Off down the coast to visit a real beach at Eighty Mile Beach - beats Cable Beach any day. Then on to Port Hedland, where Kaye's sister was working at the time. With time running out, we only stayed a day or so there, before going to Exmouth.
The weather was turning wild, and by the time we turned off the highway to cut across to the main road into Exmouth the rain was coming down in sheets. The road was blocked by a minor flood, stopping us, but more importantly stopping an ambulance carrying people involved in a car accident. Eventually police from the other side of the flooded area waded over to collect the injured and take them on into town. After about an hour the flood dropped down to a manageable level and we all drove through.

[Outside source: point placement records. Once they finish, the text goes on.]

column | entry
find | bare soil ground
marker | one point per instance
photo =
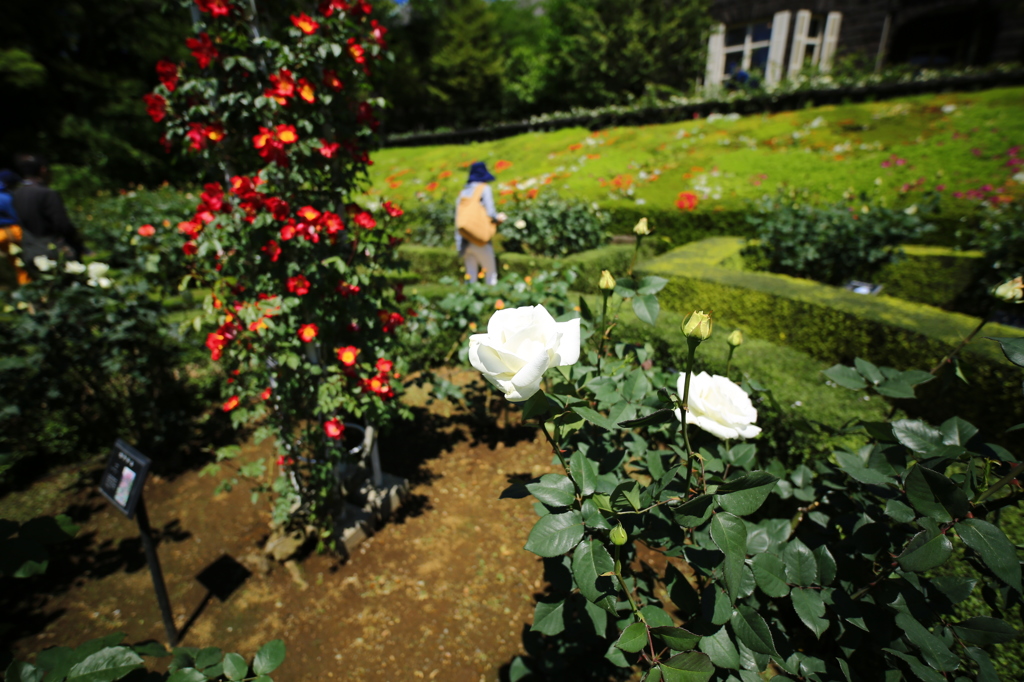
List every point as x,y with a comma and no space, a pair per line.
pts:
441,592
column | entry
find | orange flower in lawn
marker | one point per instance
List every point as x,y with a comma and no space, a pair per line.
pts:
687,201
305,24
347,355
306,91
298,285
334,429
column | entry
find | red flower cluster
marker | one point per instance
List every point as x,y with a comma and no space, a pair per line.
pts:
167,72
216,8
305,24
270,142
202,133
156,107
203,49
334,429
298,285
332,81
390,321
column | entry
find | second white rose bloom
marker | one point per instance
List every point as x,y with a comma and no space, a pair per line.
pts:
520,345
719,407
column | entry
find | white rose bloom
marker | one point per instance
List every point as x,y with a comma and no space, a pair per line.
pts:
97,269
719,407
43,264
520,345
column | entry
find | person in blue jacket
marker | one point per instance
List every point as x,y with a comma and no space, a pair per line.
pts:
476,257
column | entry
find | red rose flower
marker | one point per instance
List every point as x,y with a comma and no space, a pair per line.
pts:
364,219
167,72
305,24
347,355
329,148
298,285
156,107
203,49
334,429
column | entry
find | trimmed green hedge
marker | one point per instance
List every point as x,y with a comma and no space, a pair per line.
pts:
936,275
835,326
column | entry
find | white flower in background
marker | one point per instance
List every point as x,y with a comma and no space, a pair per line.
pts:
43,264
97,269
520,345
719,407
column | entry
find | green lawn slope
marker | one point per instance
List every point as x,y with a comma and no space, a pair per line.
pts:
956,141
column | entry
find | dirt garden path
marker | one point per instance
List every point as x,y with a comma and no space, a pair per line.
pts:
442,592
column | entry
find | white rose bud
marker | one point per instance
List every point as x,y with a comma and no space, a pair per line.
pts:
719,407
520,345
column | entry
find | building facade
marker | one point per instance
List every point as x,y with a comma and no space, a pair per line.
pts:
776,39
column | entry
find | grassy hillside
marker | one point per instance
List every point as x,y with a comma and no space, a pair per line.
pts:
953,141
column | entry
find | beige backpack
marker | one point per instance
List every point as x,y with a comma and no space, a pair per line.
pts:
472,220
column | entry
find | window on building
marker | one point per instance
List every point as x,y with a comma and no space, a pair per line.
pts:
747,47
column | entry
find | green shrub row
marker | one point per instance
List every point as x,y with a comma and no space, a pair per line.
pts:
835,325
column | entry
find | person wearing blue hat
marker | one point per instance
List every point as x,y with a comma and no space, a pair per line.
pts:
476,256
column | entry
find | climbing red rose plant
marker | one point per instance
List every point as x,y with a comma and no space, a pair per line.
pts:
301,309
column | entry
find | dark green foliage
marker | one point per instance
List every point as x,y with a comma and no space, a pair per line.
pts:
832,244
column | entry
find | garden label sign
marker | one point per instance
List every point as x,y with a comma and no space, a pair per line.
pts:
124,477
122,484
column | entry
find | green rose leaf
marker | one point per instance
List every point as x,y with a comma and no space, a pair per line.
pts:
584,471
236,667
549,619
984,631
769,573
993,548
269,656
694,512
633,638
676,638
729,533
846,377
753,631
801,566
688,667
590,561
934,650
810,607
107,665
553,489
555,535
926,551
1012,348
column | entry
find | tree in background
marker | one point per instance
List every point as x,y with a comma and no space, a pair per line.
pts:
73,74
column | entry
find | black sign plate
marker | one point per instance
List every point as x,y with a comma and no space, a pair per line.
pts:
124,477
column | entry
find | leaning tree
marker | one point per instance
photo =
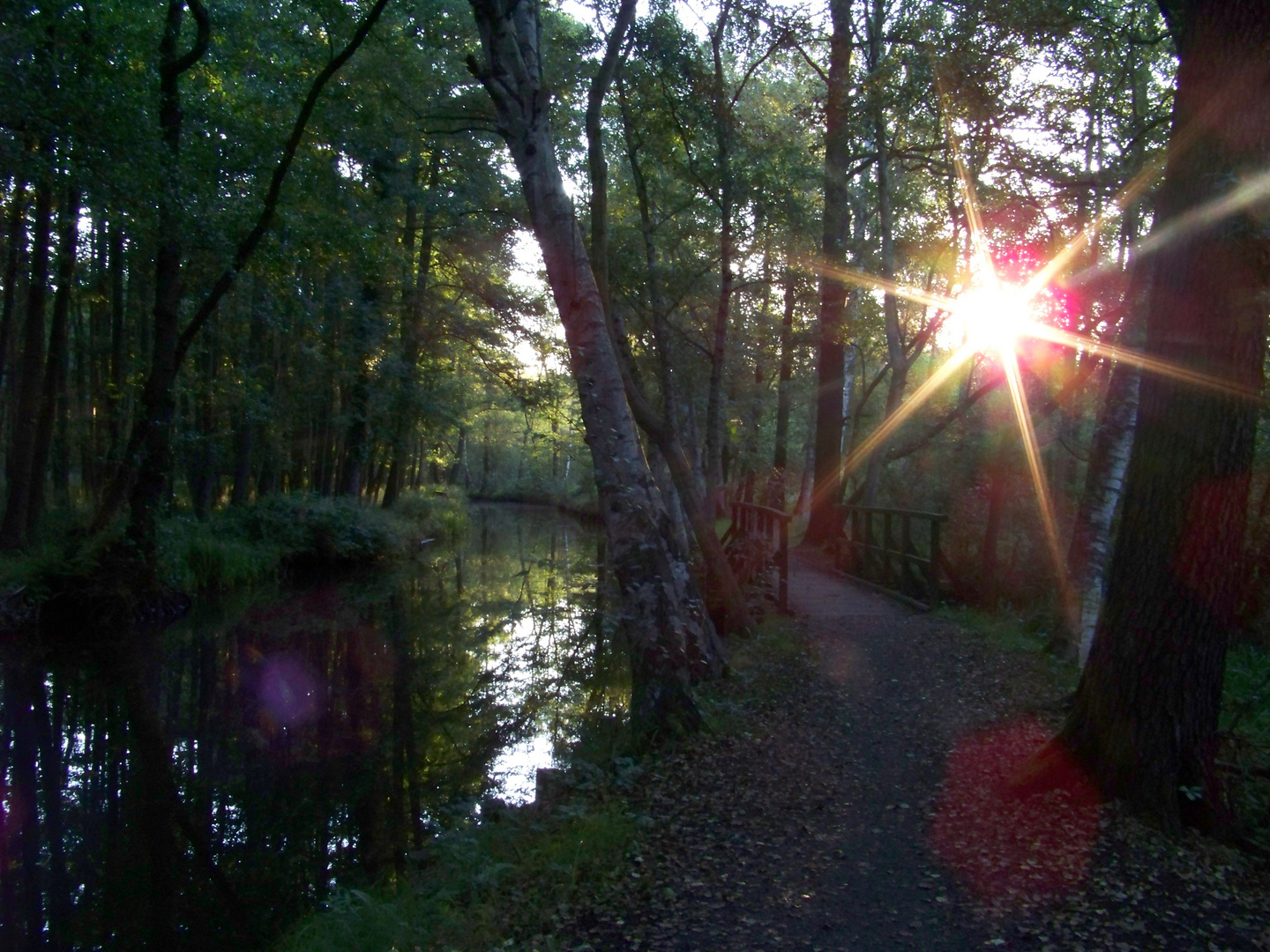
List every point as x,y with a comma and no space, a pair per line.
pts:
669,637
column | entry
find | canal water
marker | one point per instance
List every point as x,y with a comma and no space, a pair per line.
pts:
317,735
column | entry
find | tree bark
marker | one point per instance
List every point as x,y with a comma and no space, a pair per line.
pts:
885,225
1146,711
727,600
596,163
723,122
780,455
17,238
412,331
1104,480
152,443
827,444
26,419
55,367
146,461
671,640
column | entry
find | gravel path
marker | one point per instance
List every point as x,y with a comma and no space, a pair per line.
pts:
857,807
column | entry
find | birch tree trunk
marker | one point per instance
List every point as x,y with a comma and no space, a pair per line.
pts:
1146,712
822,524
1104,480
885,219
669,637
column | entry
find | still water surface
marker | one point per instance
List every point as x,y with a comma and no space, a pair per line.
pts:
318,735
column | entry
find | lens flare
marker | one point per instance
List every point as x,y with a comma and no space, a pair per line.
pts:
993,316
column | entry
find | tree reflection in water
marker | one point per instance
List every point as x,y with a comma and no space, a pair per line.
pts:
315,738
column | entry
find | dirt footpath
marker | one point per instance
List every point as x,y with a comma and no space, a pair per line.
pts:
851,800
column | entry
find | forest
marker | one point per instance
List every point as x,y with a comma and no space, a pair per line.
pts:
310,308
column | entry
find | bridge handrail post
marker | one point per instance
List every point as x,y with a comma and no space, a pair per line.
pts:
782,566
932,579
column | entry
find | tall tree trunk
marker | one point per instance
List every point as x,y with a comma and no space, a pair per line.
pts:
1104,479
150,449
669,639
787,372
118,339
1147,709
16,233
248,424
26,419
55,368
596,163
727,600
145,466
827,444
412,331
723,131
886,227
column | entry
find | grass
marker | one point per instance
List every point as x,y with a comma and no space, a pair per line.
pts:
481,886
758,666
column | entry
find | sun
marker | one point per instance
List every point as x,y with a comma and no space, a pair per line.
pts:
993,315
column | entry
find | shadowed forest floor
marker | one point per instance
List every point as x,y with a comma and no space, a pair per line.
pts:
848,799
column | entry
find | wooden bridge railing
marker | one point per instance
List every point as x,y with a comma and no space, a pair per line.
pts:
897,550
770,525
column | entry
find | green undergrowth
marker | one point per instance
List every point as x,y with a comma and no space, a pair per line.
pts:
1011,634
1244,755
766,663
240,546
505,882
243,545
476,888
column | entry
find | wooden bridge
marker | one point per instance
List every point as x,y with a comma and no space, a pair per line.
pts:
895,551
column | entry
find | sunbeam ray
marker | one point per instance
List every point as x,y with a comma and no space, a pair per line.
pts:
1246,195
1131,192
907,409
1041,485
1152,365
851,276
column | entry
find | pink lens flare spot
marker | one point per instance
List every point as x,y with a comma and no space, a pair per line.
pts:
1012,842
288,691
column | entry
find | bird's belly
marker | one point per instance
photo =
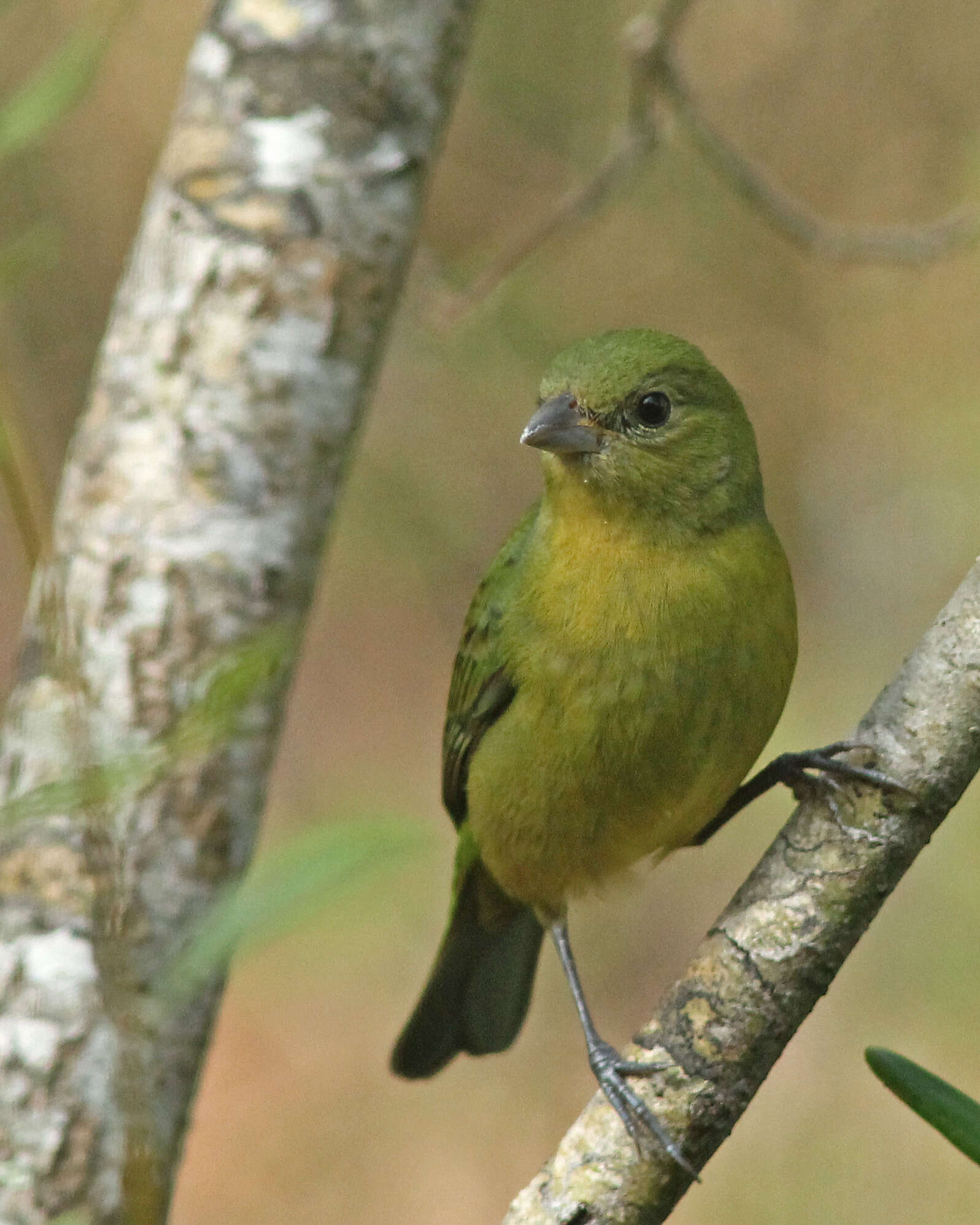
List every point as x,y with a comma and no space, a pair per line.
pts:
597,765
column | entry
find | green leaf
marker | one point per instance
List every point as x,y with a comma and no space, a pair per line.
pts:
36,248
242,674
53,88
287,886
949,1110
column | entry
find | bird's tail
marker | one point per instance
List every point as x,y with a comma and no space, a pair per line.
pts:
479,990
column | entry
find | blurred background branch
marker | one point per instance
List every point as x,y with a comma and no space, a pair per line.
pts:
190,520
658,93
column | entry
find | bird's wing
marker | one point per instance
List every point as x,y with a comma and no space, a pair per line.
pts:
480,689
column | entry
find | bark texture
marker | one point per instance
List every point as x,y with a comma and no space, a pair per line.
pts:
783,937
193,514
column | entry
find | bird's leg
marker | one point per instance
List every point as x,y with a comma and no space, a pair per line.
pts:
609,1068
792,770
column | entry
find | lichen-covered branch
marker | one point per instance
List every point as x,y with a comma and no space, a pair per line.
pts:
191,516
782,940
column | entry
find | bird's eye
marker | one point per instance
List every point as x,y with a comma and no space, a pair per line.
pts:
653,409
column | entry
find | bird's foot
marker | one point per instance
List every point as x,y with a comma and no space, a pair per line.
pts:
795,771
640,1121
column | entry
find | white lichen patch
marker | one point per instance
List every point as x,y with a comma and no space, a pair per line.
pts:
9,962
773,930
29,1041
211,56
254,22
58,970
288,151
292,347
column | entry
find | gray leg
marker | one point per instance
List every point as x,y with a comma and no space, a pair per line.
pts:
612,1071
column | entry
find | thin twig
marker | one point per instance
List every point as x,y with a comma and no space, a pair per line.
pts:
654,77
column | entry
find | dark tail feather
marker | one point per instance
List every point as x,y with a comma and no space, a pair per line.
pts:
479,990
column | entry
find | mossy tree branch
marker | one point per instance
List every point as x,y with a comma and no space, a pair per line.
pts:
779,943
191,516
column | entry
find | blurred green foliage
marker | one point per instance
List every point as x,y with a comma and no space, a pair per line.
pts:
951,1111
287,887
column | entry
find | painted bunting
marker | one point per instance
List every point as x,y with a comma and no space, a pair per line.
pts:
622,667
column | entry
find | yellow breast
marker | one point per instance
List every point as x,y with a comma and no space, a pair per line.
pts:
649,680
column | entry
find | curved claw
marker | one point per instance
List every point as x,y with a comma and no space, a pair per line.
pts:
638,1118
794,766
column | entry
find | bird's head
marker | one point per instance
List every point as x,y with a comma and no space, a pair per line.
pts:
647,424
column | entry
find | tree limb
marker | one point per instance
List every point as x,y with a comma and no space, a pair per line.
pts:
779,943
191,516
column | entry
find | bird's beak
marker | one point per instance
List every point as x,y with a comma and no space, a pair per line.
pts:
560,428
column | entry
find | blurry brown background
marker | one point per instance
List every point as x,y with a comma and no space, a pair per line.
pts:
864,385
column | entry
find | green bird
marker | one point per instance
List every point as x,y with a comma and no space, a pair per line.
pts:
623,664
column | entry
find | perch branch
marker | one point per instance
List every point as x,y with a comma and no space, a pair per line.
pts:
781,941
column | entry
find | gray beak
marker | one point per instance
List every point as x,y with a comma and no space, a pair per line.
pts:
560,428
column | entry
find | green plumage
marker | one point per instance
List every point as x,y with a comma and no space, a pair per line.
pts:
622,667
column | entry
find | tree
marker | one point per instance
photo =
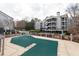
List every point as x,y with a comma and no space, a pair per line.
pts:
73,11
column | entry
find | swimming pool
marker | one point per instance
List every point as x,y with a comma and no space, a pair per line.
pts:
43,47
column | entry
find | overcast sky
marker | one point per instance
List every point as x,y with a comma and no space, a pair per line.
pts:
19,9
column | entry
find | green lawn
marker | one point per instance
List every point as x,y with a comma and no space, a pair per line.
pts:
42,48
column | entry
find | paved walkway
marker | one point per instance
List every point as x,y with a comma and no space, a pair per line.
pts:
65,48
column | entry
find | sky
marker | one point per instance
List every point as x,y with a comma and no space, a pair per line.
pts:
19,9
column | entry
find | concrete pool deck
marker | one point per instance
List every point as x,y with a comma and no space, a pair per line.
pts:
65,48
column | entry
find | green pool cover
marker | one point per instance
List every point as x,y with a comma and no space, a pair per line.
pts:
42,48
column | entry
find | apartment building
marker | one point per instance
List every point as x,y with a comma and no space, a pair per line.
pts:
55,23
6,22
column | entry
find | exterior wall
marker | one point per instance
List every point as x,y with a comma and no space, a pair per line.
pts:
6,21
38,25
56,23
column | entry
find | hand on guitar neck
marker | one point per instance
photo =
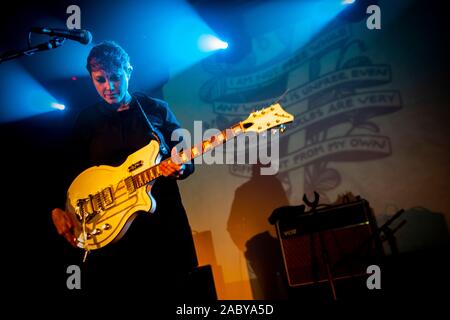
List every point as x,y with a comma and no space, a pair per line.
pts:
65,225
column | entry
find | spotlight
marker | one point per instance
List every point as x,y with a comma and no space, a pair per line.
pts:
58,106
209,43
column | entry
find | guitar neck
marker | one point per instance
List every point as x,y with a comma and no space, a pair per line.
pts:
145,177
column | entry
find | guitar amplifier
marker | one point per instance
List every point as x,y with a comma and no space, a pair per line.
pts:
349,238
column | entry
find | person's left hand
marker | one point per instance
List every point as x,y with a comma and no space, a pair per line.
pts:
171,169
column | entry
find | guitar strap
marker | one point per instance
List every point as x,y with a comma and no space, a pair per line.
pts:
154,132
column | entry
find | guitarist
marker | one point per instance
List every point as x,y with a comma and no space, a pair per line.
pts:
157,252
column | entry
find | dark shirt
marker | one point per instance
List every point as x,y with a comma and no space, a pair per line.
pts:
158,248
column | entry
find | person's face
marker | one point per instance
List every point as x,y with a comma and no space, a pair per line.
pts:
112,86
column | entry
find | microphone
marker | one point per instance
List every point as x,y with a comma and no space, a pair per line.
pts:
82,36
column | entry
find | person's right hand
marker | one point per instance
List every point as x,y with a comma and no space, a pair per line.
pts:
64,225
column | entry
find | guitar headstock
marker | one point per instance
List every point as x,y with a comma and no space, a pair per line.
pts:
267,118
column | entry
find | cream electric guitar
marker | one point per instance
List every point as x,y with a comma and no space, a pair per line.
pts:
103,200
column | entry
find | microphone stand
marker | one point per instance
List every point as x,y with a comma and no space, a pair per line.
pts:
51,44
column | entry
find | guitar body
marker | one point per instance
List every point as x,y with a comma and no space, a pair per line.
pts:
102,202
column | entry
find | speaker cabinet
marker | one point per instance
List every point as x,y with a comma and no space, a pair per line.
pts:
343,235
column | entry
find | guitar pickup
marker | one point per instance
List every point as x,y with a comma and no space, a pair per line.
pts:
135,165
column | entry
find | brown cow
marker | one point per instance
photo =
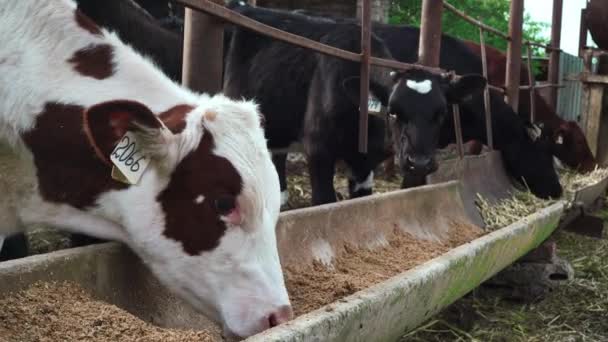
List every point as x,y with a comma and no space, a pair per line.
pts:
569,142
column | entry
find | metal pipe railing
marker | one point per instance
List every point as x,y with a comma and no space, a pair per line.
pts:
486,91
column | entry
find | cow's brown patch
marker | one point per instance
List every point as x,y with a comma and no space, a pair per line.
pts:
210,115
175,117
68,169
86,23
197,225
94,61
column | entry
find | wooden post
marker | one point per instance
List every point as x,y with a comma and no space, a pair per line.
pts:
584,29
366,23
593,95
203,51
556,30
430,33
516,16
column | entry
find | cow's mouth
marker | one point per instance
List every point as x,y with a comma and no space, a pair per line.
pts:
415,169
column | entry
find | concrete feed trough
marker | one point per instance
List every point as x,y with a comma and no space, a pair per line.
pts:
383,311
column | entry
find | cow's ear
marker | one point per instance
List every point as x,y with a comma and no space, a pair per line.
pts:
459,90
106,123
396,75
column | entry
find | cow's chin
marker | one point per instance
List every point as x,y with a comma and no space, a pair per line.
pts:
413,179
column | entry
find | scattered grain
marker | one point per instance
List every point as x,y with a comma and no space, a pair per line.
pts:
51,311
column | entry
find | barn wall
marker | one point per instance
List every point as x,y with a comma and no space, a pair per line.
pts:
347,8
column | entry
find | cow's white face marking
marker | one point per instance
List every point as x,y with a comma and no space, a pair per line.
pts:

Exmouth is one of our favourite places. We stayed in a cabin, unwilling to set up a tent in the muddy red soil, and used the town as a base to explore all around. On the road out to Cape Range we passed emus cooling themselves in a large roadside puddle left from the storm. The churning water left the reef a bit cloudy, but we managed a bit of skindiving and several walks in the ranges.
Rather reluctantly we set off down the west coast, to Carnarvon, then down to Kalbarri. All familiar territory, but the coast at Kalbarri is interesting, and Murchison Gorge is always worth a return visit. Back closer to Perth we decide to take the back roads - Gingin, Bindoon, Toodyay, Northam, Beverley - the towns unfold as we wind through the wheatbelt. We told ourselves that we would find somewhere different to spend the last night of our holiday, but the siren call of home rang louder and louder the closer we came to the south coast, and in the gloom of a winter's night we both knew we would simply drive all the way to Youngs Siding - well over 1000km for the last leg of our journey, and a fitting end to what was a real road trip.